Although claims to recover UDRTs can be beset by technicalities, they remain an attractive option for liquidators in the right circumstances. They apply to transactions entered into up to 4 years prior to the date of commencement of the liquidation2 and, unlike most of the liquidator's weapons in Part 5.7B of the Corporations Act, it is not necessary to prove that the company was insolvent at the time of the transaction to show that it is a UDRT.

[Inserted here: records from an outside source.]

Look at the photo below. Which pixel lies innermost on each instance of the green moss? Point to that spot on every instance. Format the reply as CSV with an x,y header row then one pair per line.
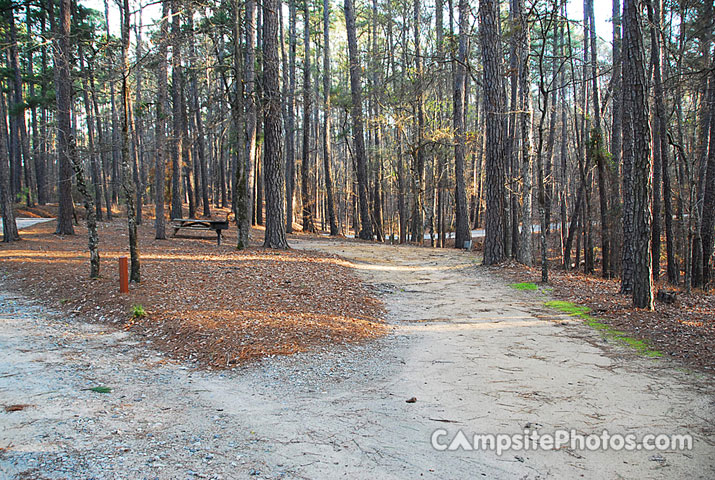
x,y
568,307
138,311
607,331
100,389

The defences to a UDRT claim are more limited, partly because insolvency is not an element. This is more good news for liquidators but not so much for banks, purchasers and other third parties who may find themselves unwittingly involved in the transaction, whether it be an obvious asset stripping exercise or apparently straightforward sale or conveyance. An important feature of a UDRT is that does not have to be unlawful or improper. A perfectly legitimate transaction will be a UDRT if a reasonable person would not have entered into it having regard to the aforementioned benefits and detriments to the company, benefits gained by others, and "other relevant factors".

However a liquidator pursuing a UDRT may not be able to completely undo the transaction. Generally the liquidator will only be entitled to recover the difference between the amount paid or conveyed by the company and the real value of the benefit received by the company. In Lyngray Developments Pty Ltd (In Liquidation) v Dushas & Anor [2013] QCA 55 the Queensland Court of Appeal demonstrated a willingness to take into account very slight evidence of benefits gained by a company in order to reduce a liquidator's claim for a UDRT.

Somewhat ironically, it is very difficult to find a UDRT case that actually relates to the repayment of director's bonuses. In a recent case in the New South Wales District Court3, the liquidators sought to recover amounts of money that were regularly pulled out of a company by its directors with no real attempt to account for them. In fact the company's records generally were in a very poor state. But the directors were able to convince the court that, because these payments were in lieu of wages which they hadn't been paid, the payments were not in fact unreasonable in the circumstances.

But while UDRT claims have rarely been successfully aimed at the target for which they were originally designed, they remain a powerful instrument for liquidators. It behoves directors and those dealing with them and advising them to thoroughly understand how to ensure that a transaction will not one day become a UDRT.

1Re Great Wall Resources Pty Ltd (in liq) [2013] NSWSC 354
2Strictly speaking the Relation-Back Day
3I & K Frost Pty Ltd (in liq) v Frost [2014] NSWDC 193

The content of this article is intended to provide a general guide to the subject matter. Specialist advice should be sought about your specific circumstances.